Smoke detectors 2

In this 2014 file photo, Clinton resident Erin George looks at one of her newly installed smoke detectors. George received the detector for free and had it installed by the Clinton Fire Department as part of CFD’s smoke detector program. File photo

CLINTON — Ten years after a fire took the lives of four family members, including two children, Clinton Fire Marshal Jeff Chapman remembered the tragedy during a city council meeting.

During discussion of an ordinance that will require carbon monoxide alarms, Chapman told the council that the fire department wants to improve its smoke detector program. The devices save lives, Chapman said.

In January of 2010, a fire at 2436 Dunham St. took the lives of Francine “Fran” Molitor, 59, her daughter Tonya D. Molitor, 32, and Tonya’s sons, Tyler J. Wade, 6, and Patrick A. Molitor, 3, a Clinton Herald article says. The Clinton Fire Department extinguished the small fire within 10 minutes. A smoke detector on the home’s second floor wasn’t working because the battery had been removed.

To avoid such tragedies, “Why not be proactive?” Chapman asked the city council last month.

“I’ve been here 25 years,” Chapman said Thursday. “Since I started here, we’ve always had a smoke detector program. Until 10 years ago, it was for the elderly.”

The fire department didn’t want seniors getting on ladders to replace smoke detector batteries and risking a fall.

The program changed 10 years ago “when we had that horrific fire,” Chapman said. The community rallied to expand the free smoke detector program to all families, but not to rental properties.

“We did almost 7,000 smoke detectors,” Chapman said. “Ten years is coming up. The batteries are only good for 10 years.” The department will have to revisit all of those devices, he said.
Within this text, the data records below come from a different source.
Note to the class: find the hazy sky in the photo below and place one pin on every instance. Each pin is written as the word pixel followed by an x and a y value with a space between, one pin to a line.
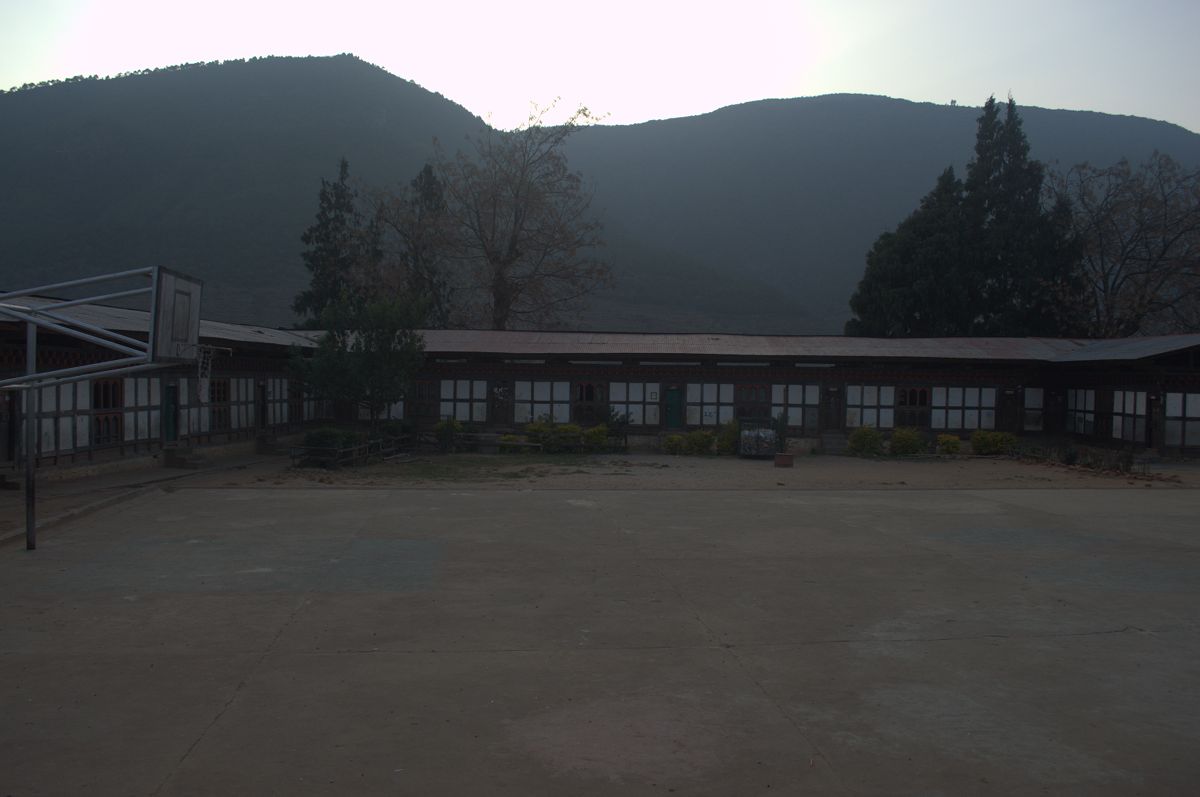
pixel 652 60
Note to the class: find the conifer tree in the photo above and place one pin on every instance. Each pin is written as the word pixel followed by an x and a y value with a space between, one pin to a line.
pixel 334 246
pixel 978 257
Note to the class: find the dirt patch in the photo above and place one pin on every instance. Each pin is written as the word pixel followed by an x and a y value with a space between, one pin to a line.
pixel 658 472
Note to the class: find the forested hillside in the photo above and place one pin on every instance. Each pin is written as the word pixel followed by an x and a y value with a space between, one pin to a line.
pixel 754 217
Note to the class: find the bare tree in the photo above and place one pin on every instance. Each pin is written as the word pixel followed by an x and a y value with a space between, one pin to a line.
pixel 1138 232
pixel 414 239
pixel 522 225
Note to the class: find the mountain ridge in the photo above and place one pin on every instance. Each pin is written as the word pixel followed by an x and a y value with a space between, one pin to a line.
pixel 753 217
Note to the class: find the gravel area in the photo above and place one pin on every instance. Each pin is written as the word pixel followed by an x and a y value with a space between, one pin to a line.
pixel 657 472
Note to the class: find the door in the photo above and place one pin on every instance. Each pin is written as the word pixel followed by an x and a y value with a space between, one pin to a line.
pixel 833 415
pixel 261 407
pixel 912 407
pixel 171 414
pixel 675 407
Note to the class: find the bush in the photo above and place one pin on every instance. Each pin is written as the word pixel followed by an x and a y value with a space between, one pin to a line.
pixel 395 427
pixel 508 444
pixel 672 444
pixel 727 437
pixel 563 437
pixel 335 438
pixel 984 442
pixel 539 431
pixel 447 431
pixel 948 444
pixel 906 442
pixel 865 441
pixel 699 443
pixel 595 438
pixel 324 437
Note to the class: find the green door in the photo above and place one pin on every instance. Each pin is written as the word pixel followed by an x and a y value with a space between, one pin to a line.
pixel 675 408
pixel 171 414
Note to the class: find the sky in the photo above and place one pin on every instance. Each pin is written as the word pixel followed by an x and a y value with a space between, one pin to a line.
pixel 634 61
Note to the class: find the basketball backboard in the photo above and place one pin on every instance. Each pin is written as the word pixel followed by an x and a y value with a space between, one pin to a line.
pixel 175 317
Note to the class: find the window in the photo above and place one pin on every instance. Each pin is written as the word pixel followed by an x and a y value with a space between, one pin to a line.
pixel 799 402
pixel 751 401
pixel 1081 412
pixel 219 403
pixel 425 402
pixel 868 405
pixel 709 405
pixel 963 408
pixel 1129 415
pixel 1035 399
pixel 912 407
pixel 535 400
pixel 636 400
pixel 465 400
pixel 1182 414
pixel 107 420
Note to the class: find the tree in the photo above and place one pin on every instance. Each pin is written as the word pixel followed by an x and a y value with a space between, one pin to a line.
pixel 1019 257
pixel 522 225
pixel 978 257
pixel 1138 231
pixel 334 249
pixel 415 244
pixel 909 288
pixel 369 354
pixel 370 351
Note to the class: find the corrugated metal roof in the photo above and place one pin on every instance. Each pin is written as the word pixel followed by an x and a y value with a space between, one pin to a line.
pixel 517 343
pixel 121 319
pixel 1129 348
pixel 600 345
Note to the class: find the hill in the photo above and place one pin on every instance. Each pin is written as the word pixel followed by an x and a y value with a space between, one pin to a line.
pixel 755 217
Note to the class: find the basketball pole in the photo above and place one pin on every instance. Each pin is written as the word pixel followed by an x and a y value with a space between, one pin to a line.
pixel 31 396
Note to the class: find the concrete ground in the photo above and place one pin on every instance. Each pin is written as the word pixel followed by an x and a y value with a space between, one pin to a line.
pixel 294 641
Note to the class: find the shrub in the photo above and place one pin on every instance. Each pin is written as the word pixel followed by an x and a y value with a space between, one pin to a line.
pixel 395 427
pixel 595 438
pixel 563 437
pixel 447 431
pixel 984 442
pixel 948 444
pixel 539 431
pixel 699 443
pixel 906 442
pixel 865 441
pixel 324 437
pixel 727 437
pixel 672 444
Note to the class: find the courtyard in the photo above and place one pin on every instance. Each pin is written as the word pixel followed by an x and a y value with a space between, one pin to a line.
pixel 575 633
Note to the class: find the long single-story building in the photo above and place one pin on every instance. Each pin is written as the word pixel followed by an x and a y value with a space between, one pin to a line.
pixel 1141 393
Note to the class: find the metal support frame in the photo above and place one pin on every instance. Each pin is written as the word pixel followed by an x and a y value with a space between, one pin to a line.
pixel 138 355
pixel 31 396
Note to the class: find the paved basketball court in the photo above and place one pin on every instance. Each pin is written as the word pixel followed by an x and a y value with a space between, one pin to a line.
pixel 561 642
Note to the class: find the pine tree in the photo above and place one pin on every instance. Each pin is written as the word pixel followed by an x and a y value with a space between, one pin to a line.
pixel 335 246
pixel 1018 258
pixel 978 257
pixel 913 283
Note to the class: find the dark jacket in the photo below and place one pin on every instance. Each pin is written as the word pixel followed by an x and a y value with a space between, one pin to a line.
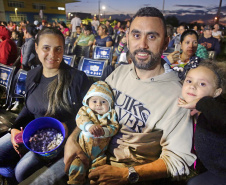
pixel 77 90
Funding is always an issue for the program. “We just got 350 detectors in,” said Chapman. At $14 per detector, that’s $5,000 dollars.

Adding carbon monoxide detectors to the program would be nice, Chapman said, but devices with carbon monoxide detectors in them are $32 each, and funding is currently unavailable.

“The program we have has really been modeled all over the State of Iowa,” Chapman said. He’s hoping for sponsors that will allow Clinton Fire to expand the program.